The Superior Fat Burning Power of Cold Weather Workouts
When winter rolls around and temperatures begin to fall, do you shut down or layer up? Hibernating until spring might sound like a good plan — that is, until cabin fever sets in and extra pounds start to creep on. There’s no reason to let all of the fitness gains you’ve made during the summer slip away.
In fact, not only should you not allow colder weather to scare you from working out outside but the chillier temperature may be the very reason to haul yourself out there to get more fit and lose more weight than you ever have before. Research suggests that cold weather workouts could boost your endurance and increase the benefits of your fitness workout.
3 Weight Dropping Advantages to Dropping Temperatures:
1) Boost the burn.Since you’re exercising, you’re obviously burning more calories than you would if you were just lounging around. But, when you exercise in cold weather, you burn even more calories than usual. Your body has to try even harder to stay warm. As it does, your calorie burn goes up.

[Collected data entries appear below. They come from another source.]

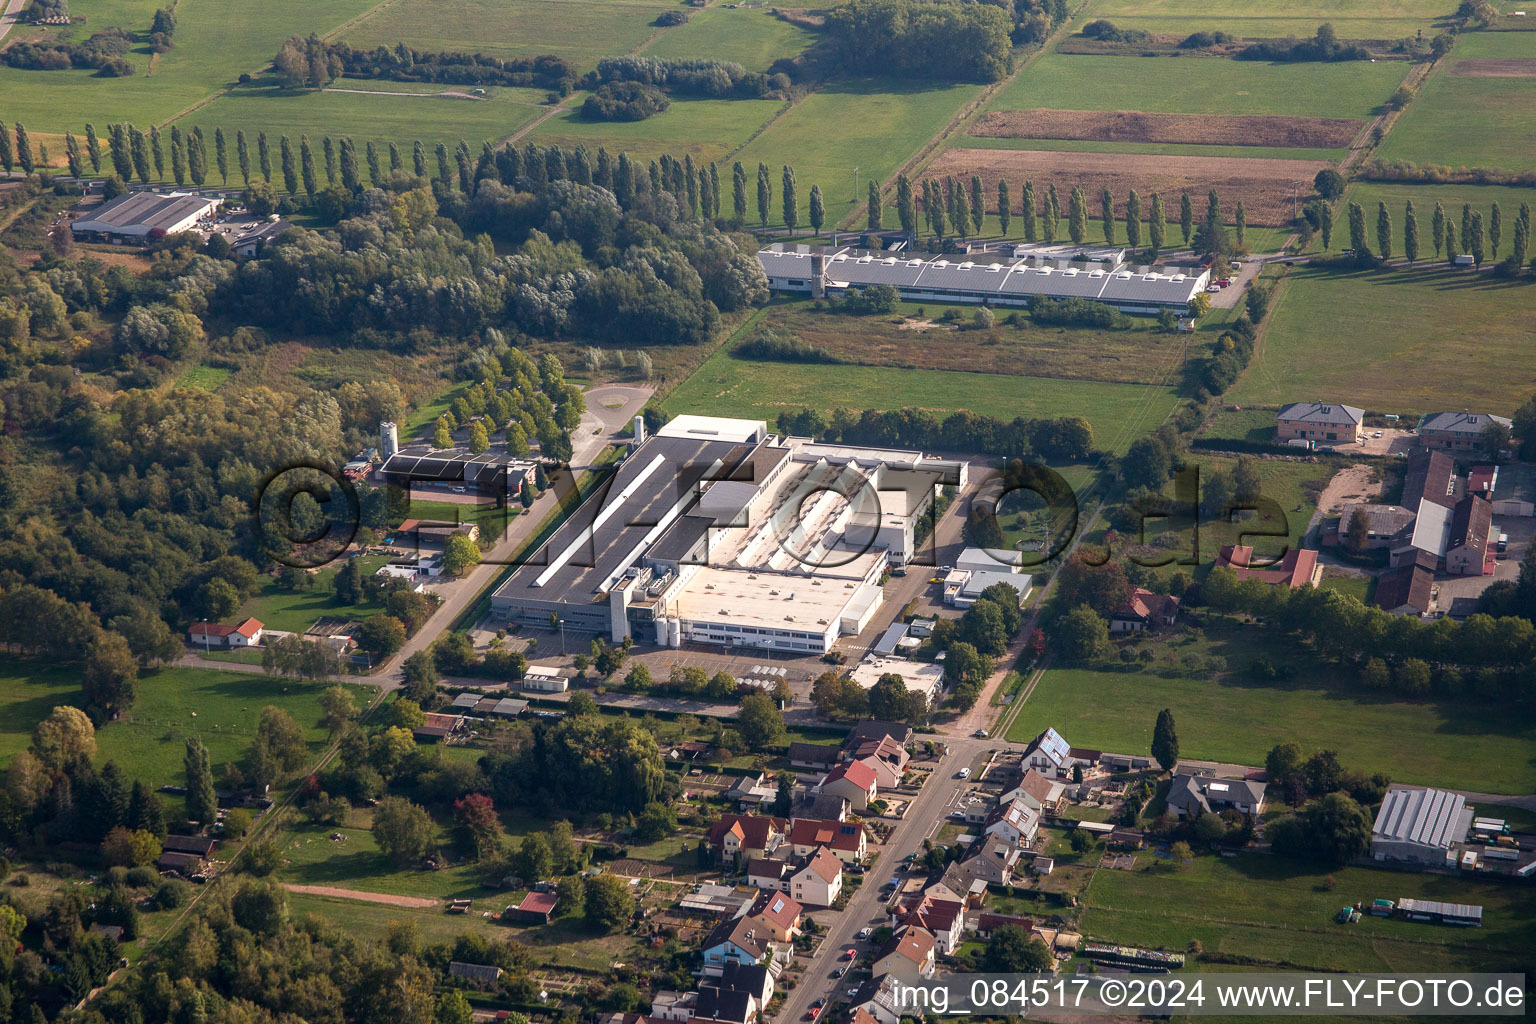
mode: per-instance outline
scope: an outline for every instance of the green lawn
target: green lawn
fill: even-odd
[[[801,224],[806,223],[812,185],[821,186],[827,223],[836,224],[855,206],[862,209],[871,178],[884,181],[894,174],[979,91],[975,85],[841,79],[795,104],[733,159],[749,172],[759,162],[773,172],[770,224],[783,224],[780,193],[786,163],[795,169]]]
[[[1097,8],[1095,15],[1100,16]],[[1364,118],[1392,95],[1407,70],[1396,61],[1266,64],[1045,53],[987,109]]]
[[[1254,656],[1248,645],[1212,647],[1233,669]],[[1171,708],[1180,750],[1189,757],[1263,764],[1271,747],[1294,740],[1309,749],[1331,748],[1347,767],[1386,772],[1399,782],[1536,792],[1536,729],[1465,701],[1395,700],[1342,683],[1324,688],[1322,679],[1332,671],[1314,673],[1309,664],[1300,682],[1249,684],[1235,678],[1236,671],[1213,680],[1052,668],[1008,738],[1028,740],[1054,726],[1079,746],[1145,754],[1158,711]],[[1465,753],[1474,742],[1482,753],[1472,762]]]
[[[1513,964],[1536,942],[1536,894],[1528,886],[1314,867],[1257,854],[1196,857],[1177,869],[1151,853],[1136,860],[1134,871],[1094,875],[1083,897],[1089,938],[1180,952],[1198,939],[1208,952],[1329,971],[1518,969]],[[1333,923],[1344,904],[1403,897],[1481,905],[1484,925],[1369,916]]]
[[[345,836],[345,841],[332,841],[332,833]],[[441,840],[444,849],[452,848],[446,832]],[[333,885],[443,900],[489,896],[493,891],[480,884],[480,871],[472,863],[453,864],[440,871],[397,868],[379,851],[373,834],[365,828],[293,825],[282,832],[278,842],[287,861],[278,878],[296,885]]]
[[[1376,227],[1376,204],[1386,203],[1387,209],[1392,214],[1392,228],[1394,232],[1394,245],[1399,250],[1402,248],[1402,232],[1405,204],[1413,200],[1414,216],[1419,222],[1419,247],[1422,252],[1419,259],[1433,262],[1435,260],[1435,247],[1428,242],[1430,221],[1435,215],[1435,204],[1439,203],[1445,208],[1445,214],[1456,225],[1461,224],[1462,204],[1469,204],[1472,209],[1483,215],[1483,225],[1486,226],[1492,216],[1494,203],[1499,204],[1499,210],[1504,217],[1504,238],[1499,248],[1500,256],[1508,256],[1510,240],[1514,237],[1514,219],[1520,212],[1521,203],[1536,205],[1536,189],[1519,188],[1505,185],[1410,185],[1395,181],[1355,181],[1349,186],[1349,191],[1344,196],[1346,203],[1359,203],[1367,211],[1368,226],[1374,232]],[[1340,217],[1344,217],[1347,206],[1341,206],[1338,211]],[[1340,235],[1334,236],[1334,247],[1349,244],[1348,221]],[[1374,236],[1372,238],[1374,241]],[[1313,238],[1313,249],[1322,248],[1322,239]],[[1401,256],[1401,253],[1398,254]],[[1492,260],[1491,246],[1489,260]]]
[[[262,79],[262,82],[271,81]],[[339,86],[339,89],[349,88],[352,86],[345,82]],[[417,86],[421,92],[443,88],[435,84]],[[272,142],[274,165],[278,162],[279,137],[289,136],[297,149],[299,136],[307,134],[315,147],[315,163],[323,185],[324,161],[320,153],[323,136],[350,136],[357,143],[358,165],[366,177],[368,167],[362,159],[362,151],[370,141],[378,146],[385,173],[389,171],[389,143],[399,145],[405,168],[410,170],[412,146],[417,139],[426,146],[430,168],[436,166],[432,149],[437,143],[444,143],[451,151],[460,139],[464,139],[469,143],[470,151],[478,154],[482,142],[499,141],[532,121],[539,111],[537,106],[499,95],[484,100],[466,100],[400,96],[394,92],[372,90],[366,93],[338,89],[293,92],[268,85],[236,89],[188,114],[181,119],[181,124],[184,127],[201,125],[204,134],[210,136],[217,127],[222,127],[227,135],[243,128],[252,140],[253,150],[256,133],[264,131]],[[277,173],[276,166],[274,173]],[[278,180],[281,181],[280,174]]]
[[[579,102],[567,100],[566,106],[568,110],[535,128],[531,140],[545,146],[584,144],[593,150],[606,146],[615,159],[620,152],[627,152],[648,165],[663,153],[679,160],[691,153],[695,162],[721,162],[784,104],[779,100],[674,97],[665,112],[644,121],[588,121],[577,110]],[[729,204],[729,167],[722,167],[721,179]]]
[[[399,0],[342,33],[354,46],[534,57],[550,53],[582,70],[601,57],[616,57],[640,46],[658,29],[651,22],[672,4],[659,0]],[[275,48],[274,48],[275,49]]]
[[[815,42],[809,30],[775,18],[766,8],[723,4],[693,12],[686,25],[668,29],[645,47],[647,57],[735,61],[748,71],[767,71],[780,57],[794,57]]]
[[[367,576],[388,561],[389,559],[382,555],[368,555],[359,561],[357,567],[364,576]],[[314,586],[308,590],[299,591],[284,590],[278,585],[277,580],[264,576],[261,589],[245,602],[236,619],[251,615],[260,619],[261,624],[268,629],[302,633],[313,626],[315,620],[322,615],[360,619],[376,614],[379,611],[378,605],[366,603],[349,605],[342,604],[336,599],[334,581],[340,568],[339,565],[331,565],[318,570],[311,577],[314,580]]]
[[[515,501],[506,508],[498,508],[496,505],[460,505],[452,501],[422,501],[413,498],[408,510],[412,519],[474,523],[480,527],[481,540],[500,537],[506,531],[507,524],[522,514],[523,507]]]
[[[1293,0],[1256,6],[1241,0],[1100,0],[1093,17],[1124,28],[1187,34],[1230,32],[1246,38],[1310,36],[1322,22],[1340,38],[1398,39],[1423,29],[1427,36],[1456,9],[1449,0]]]
[[[1530,170],[1536,78],[1453,74],[1456,62],[1536,59],[1536,33],[1469,32],[1435,70],[1377,156],[1418,164]]]
[[[1426,239],[1432,211],[1431,203],[1420,216]],[[1459,223],[1459,210],[1455,217]],[[1400,212],[1396,221],[1400,238]],[[1324,396],[1380,412],[1478,407],[1507,415],[1536,390],[1524,358],[1533,296],[1529,284],[1443,263],[1297,268],[1271,305],[1253,362],[1223,398],[1279,405]]]
[[[1364,122],[1361,122],[1364,124]],[[1061,153],[1129,153],[1149,156],[1249,157],[1256,160],[1340,160],[1342,149],[1277,146],[1196,146],[1179,142],[1096,142],[1082,139],[997,139],[967,135],[956,145],[966,149],[1034,149]]]
[[[194,366],[176,381],[177,387],[194,391],[217,391],[235,371],[222,366]]]
[[[1168,358],[1177,366],[1173,352]],[[770,422],[781,410],[801,407],[830,412],[913,406],[940,415],[969,410],[1003,419],[1082,416],[1093,425],[1094,444],[1118,452],[1162,423],[1177,402],[1173,388],[1155,385],[754,362],[722,348],[668,396],[665,408],[673,415],[752,415]]]
[[[186,738],[200,735],[215,771],[239,761],[250,748],[261,709],[275,704],[304,727],[318,751],[325,733],[320,694],[328,683],[269,679],[248,672],[202,668],[163,668],[139,677],[139,695],[118,721],[96,734],[97,764],[116,761],[129,778],[154,786],[180,783]],[[356,686],[365,704],[370,686]],[[33,727],[60,704],[79,704],[79,674],[72,667],[30,662],[0,662],[0,761],[25,749]]]
[[[78,134],[87,121],[94,122],[103,136],[105,126],[115,121],[148,127],[170,120],[233,85],[242,72],[259,73],[289,36],[329,32],[376,2],[271,0],[254,5],[182,0],[176,8],[175,49],[156,57],[151,73],[147,73],[150,55],[143,45],[136,46],[129,55],[136,69],[130,78],[98,78],[90,69],[0,68],[5,117],[25,122],[34,133],[71,130]],[[74,13],[88,15],[90,22],[86,27],[90,31],[120,25],[143,33],[160,4],[151,0],[113,0],[103,6],[103,14],[97,13],[94,2],[82,4],[82,9]],[[389,42],[393,44],[396,40]],[[62,152],[62,148],[58,147],[58,151]],[[209,162],[211,165],[211,155]]]

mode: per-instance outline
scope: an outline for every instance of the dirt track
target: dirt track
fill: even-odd
[[[995,139],[1081,139],[1342,149],[1361,123],[1343,117],[1148,114],[1139,110],[994,110],[971,134]]]
[[[1536,60],[1523,57],[1459,60],[1451,74],[1464,78],[1536,78]]]
[[[338,889],[334,885],[283,885],[289,892],[303,896],[335,896],[344,900],[360,900],[363,903],[383,903],[390,907],[410,907],[414,910],[430,910],[443,905],[442,900],[429,900],[423,896],[395,896],[387,892],[363,892],[361,889]]]
[[[1299,197],[1311,194],[1312,179],[1330,163],[1320,160],[1220,159],[1203,156],[1148,156],[1142,153],[1056,153],[1032,149],[951,149],[928,165],[924,177],[981,175],[988,194],[997,179],[1006,175],[1014,196],[1023,192],[1025,179],[1035,183],[1044,196],[1052,182],[1061,204],[1066,232],[1067,196],[1074,185],[1088,193],[1092,216],[1098,216],[1099,192],[1114,193],[1118,215],[1125,212],[1125,197],[1135,189],[1141,194],[1142,215],[1152,208],[1152,193],[1161,192],[1168,223],[1177,233],[1179,193],[1189,192],[1197,215],[1205,210],[1205,194],[1215,189],[1230,220],[1237,201],[1243,201],[1248,223],[1279,226],[1290,222],[1293,187]],[[1022,209],[1020,207],[1019,209]]]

2) Be cool.When the U.S. Army studied marathon times, they found a correlation between temperatures and performance. As temperatures went up, performance went down. As it turns out, the ideal marathon temperature is less than 5 degrees Celsius (or 41 degrees Fahrenheit).
3) Breathe in. Running in the cold can also make you faster. That was the conclusion reached by researchers at the Northern Arizona University. The cold air in your lungs improves your VO2 Max, which helps you use oxygen more efficiently and provides the best measure of overall fitness level.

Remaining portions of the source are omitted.